Both molecules have the same connectivity and the same configuration at the chiral center (both are $S$-configuration).
By rotating the molecule $II$ in space,it can be superimposed on molecule $I$.
Since they are superimposable,they are identical molecules,which are known as homomers.

(D) Ethyl $3$-oxobutanoate (also known as ethyl acetoacetate) exists in keto-enol tautomerism. The enol form is stabilized by intramolecular hydrogen bonding between the hydroxyl group and the carbonyl oxygen of the ester group. The keto form is $CH_3COCH_2COOC_2H_5$. The enol form is $CH_3C(OH)=CHCOOC_2H_5$,which forms a stable six-membered ring due to hydrogen bonding.

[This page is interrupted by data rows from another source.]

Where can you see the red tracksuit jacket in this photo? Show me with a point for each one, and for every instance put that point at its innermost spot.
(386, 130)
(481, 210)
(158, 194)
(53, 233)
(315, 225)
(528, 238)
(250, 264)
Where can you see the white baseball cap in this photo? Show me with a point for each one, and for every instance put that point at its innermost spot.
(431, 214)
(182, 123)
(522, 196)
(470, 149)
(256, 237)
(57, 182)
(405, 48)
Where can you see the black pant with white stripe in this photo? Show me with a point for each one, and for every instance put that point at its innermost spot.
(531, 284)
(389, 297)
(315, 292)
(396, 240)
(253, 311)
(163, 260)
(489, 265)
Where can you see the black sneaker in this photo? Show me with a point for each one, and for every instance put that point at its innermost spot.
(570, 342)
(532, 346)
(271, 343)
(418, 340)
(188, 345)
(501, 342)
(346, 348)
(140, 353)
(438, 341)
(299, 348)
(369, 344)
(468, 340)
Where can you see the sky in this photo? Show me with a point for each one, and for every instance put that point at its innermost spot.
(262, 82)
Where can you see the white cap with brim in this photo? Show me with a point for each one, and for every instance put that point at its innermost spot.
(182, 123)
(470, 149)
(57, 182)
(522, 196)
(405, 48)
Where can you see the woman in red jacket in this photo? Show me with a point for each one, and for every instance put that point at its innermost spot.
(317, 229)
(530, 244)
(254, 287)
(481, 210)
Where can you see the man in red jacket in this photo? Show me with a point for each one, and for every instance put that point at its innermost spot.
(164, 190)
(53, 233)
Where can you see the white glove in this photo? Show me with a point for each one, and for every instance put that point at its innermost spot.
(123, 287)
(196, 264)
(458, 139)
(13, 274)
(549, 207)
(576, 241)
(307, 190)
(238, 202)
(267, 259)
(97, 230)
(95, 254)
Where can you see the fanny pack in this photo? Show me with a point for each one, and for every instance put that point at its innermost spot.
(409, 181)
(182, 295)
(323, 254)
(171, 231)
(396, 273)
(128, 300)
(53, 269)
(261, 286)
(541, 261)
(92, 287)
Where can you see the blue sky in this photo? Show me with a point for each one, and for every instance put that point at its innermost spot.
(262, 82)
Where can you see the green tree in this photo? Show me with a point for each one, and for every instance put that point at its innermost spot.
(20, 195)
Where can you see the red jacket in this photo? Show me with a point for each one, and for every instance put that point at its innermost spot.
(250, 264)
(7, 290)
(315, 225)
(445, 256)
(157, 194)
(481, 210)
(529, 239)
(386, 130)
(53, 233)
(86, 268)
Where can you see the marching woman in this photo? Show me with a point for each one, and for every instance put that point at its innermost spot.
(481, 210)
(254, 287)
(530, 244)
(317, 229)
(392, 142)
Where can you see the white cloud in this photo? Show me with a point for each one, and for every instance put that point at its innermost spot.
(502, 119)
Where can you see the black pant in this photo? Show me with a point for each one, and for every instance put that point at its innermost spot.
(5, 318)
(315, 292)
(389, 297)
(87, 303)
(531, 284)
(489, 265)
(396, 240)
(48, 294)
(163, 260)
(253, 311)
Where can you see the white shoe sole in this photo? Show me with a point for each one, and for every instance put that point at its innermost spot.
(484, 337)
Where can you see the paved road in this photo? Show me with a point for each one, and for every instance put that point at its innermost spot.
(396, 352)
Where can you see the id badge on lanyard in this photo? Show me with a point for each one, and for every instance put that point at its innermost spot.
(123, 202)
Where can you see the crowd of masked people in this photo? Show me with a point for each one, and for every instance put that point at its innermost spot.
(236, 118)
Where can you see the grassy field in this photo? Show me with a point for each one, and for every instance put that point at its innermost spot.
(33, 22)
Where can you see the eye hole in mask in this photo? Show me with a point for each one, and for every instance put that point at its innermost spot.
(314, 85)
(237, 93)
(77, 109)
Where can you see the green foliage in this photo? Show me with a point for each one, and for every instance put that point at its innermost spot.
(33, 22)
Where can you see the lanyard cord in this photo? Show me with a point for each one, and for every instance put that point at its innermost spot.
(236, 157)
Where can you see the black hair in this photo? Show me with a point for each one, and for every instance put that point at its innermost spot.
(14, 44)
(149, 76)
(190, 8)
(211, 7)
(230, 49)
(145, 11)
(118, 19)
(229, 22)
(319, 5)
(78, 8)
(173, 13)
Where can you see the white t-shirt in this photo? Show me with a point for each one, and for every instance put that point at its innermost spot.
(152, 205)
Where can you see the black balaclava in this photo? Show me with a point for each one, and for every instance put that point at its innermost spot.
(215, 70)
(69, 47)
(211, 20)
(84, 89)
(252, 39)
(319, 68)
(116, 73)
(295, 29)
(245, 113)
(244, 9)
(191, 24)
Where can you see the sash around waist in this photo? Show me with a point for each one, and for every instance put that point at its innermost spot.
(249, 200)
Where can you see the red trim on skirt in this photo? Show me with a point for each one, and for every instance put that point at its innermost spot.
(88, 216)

(C) Pair $1$: Both structures represent the same molecule. By rotating the second structure by $180^{\circ}$ in the plane,it superimposes on the first. Thus,they are homomers (identical).
Pair $2$: Both structures are $m$-nitrotoluene. They are identical (homomers).
Pair $3$: The first structure is $1,1$-dichloro-$2$-methylprop-$1$-ene and the second is $1,2$-dichloro-$2$-methylprop-$1$-ene. These are constitutional isomers (specifically,positional isomers).

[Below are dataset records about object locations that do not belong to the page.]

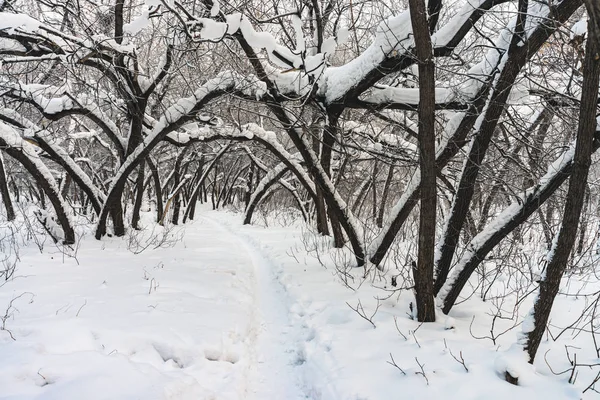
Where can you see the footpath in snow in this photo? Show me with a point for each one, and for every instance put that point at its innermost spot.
(225, 311)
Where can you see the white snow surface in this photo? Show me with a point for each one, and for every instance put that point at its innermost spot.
(239, 312)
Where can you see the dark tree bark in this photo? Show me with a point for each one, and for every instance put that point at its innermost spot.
(423, 271)
(157, 188)
(47, 189)
(10, 211)
(384, 195)
(139, 197)
(567, 235)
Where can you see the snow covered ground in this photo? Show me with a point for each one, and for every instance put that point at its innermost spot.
(245, 312)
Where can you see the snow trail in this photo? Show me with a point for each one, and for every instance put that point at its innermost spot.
(276, 359)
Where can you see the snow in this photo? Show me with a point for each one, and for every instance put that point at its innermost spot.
(579, 28)
(214, 10)
(393, 34)
(138, 23)
(222, 311)
(388, 94)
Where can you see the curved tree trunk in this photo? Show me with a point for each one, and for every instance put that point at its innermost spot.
(25, 154)
(582, 160)
(10, 211)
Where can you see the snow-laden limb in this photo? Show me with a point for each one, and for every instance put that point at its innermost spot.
(53, 107)
(283, 182)
(48, 143)
(25, 153)
(198, 185)
(507, 220)
(392, 50)
(266, 183)
(407, 98)
(45, 39)
(481, 92)
(175, 117)
(392, 38)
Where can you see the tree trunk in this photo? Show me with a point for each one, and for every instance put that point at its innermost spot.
(384, 196)
(10, 211)
(139, 197)
(423, 271)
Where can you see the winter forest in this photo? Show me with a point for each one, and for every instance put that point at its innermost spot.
(299, 199)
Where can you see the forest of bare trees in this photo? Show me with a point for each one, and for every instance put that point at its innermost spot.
(450, 142)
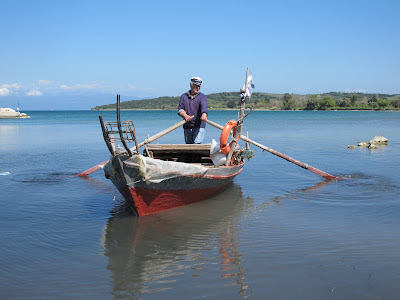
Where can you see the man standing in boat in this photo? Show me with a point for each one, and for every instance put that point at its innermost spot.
(193, 108)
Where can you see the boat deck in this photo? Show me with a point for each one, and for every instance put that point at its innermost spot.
(189, 153)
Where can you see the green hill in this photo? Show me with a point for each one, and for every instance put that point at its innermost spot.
(267, 101)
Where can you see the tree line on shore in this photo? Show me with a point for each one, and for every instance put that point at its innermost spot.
(267, 101)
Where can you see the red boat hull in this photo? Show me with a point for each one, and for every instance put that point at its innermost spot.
(151, 197)
(149, 201)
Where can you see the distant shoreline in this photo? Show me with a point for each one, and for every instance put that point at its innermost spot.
(232, 109)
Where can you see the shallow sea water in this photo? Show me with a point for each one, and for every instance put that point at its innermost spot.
(279, 232)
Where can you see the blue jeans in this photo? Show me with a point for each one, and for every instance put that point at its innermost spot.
(194, 135)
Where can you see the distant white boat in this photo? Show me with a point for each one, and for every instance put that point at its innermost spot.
(8, 113)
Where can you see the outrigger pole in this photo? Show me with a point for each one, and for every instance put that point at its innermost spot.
(288, 158)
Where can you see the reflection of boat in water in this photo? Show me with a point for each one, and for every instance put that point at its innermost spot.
(151, 253)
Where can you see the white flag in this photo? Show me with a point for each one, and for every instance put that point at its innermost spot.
(249, 88)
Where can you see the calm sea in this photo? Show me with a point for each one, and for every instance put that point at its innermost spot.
(279, 232)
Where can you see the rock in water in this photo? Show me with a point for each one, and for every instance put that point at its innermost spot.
(363, 144)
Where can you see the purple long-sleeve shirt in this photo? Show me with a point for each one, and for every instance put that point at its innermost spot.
(195, 106)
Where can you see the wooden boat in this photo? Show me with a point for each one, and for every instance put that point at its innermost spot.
(176, 175)
(168, 176)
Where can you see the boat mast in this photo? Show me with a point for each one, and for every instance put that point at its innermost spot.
(240, 120)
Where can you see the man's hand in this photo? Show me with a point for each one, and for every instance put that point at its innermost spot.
(188, 118)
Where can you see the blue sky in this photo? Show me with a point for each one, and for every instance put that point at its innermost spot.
(55, 51)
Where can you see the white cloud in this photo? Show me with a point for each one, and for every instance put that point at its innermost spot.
(43, 81)
(34, 93)
(8, 88)
(79, 86)
(4, 91)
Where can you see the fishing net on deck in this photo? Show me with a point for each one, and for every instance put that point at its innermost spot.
(155, 170)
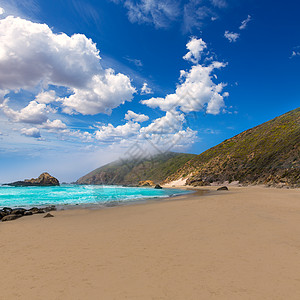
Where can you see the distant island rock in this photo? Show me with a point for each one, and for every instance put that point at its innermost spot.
(44, 179)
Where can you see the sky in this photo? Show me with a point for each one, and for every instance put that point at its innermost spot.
(83, 83)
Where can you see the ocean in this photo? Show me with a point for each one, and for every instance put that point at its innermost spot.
(104, 195)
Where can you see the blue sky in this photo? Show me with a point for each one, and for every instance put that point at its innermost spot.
(85, 82)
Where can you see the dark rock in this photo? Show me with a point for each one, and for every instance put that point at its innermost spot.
(223, 188)
(7, 210)
(36, 210)
(158, 187)
(11, 217)
(48, 215)
(2, 214)
(49, 208)
(18, 211)
(44, 179)
(28, 213)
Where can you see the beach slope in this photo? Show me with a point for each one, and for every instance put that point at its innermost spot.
(237, 244)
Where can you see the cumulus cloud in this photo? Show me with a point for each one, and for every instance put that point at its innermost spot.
(295, 53)
(162, 14)
(31, 54)
(219, 3)
(145, 89)
(31, 132)
(170, 123)
(231, 36)
(33, 113)
(46, 97)
(101, 95)
(245, 23)
(195, 47)
(135, 61)
(54, 125)
(132, 116)
(195, 93)
(157, 12)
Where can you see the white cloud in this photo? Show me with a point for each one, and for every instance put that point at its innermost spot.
(162, 13)
(231, 36)
(132, 116)
(31, 54)
(33, 113)
(245, 23)
(31, 132)
(157, 12)
(101, 95)
(195, 47)
(219, 3)
(145, 89)
(194, 15)
(54, 125)
(162, 134)
(135, 61)
(170, 123)
(46, 97)
(197, 92)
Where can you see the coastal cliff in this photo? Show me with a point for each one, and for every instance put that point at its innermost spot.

(D) Heating $\beta$-keto acids or substituted malonic acids leads to decarboxylation (loss of $CO_2$).
For a compound to become achiral after decarboxylation,the resulting product must have a plane of symmetry,a center of symmetry,or be a molecule where the chiral center is destroyed (i.e.,the carbon atom becomes bonded to two identical groups).
In option $(D)$,the starting material is $2$-ethyl-$3$-oxobutanoic acid derivative. Upon heating,it undergoes decarboxylation to form $2$-butanone (or a similar derivative depending on the specific structure). Specifically,the structure in $(D)$ is $2$-ethyl-$3$-oxobutanoic acid. Upon decarboxylation,the chiral center at the $\alpha$-carbon (which has $H$,$Et$,$CO_2H$,and $COCH_3$ groups) loses the $CO_2H$ group and gains an $H$ atom. If the resulting product has two identical groups attached to the central carbon (e.g.,two $H$ atoms or two $Et$ groups),it becomes achiral.
Looking at the provided solution image,the transformation in $(d)$ results in a molecule where the central carbon is bonded to $H$,$Et$,$Me$,and $H$ (if the $CO_2H$ is replaced by $H$). Wait,the image shows the product of $(d)$ as having $H$,$Et$,$Me$,and $H$ attached to the central carbon,making it achiral because it has two identical $H$ atoms.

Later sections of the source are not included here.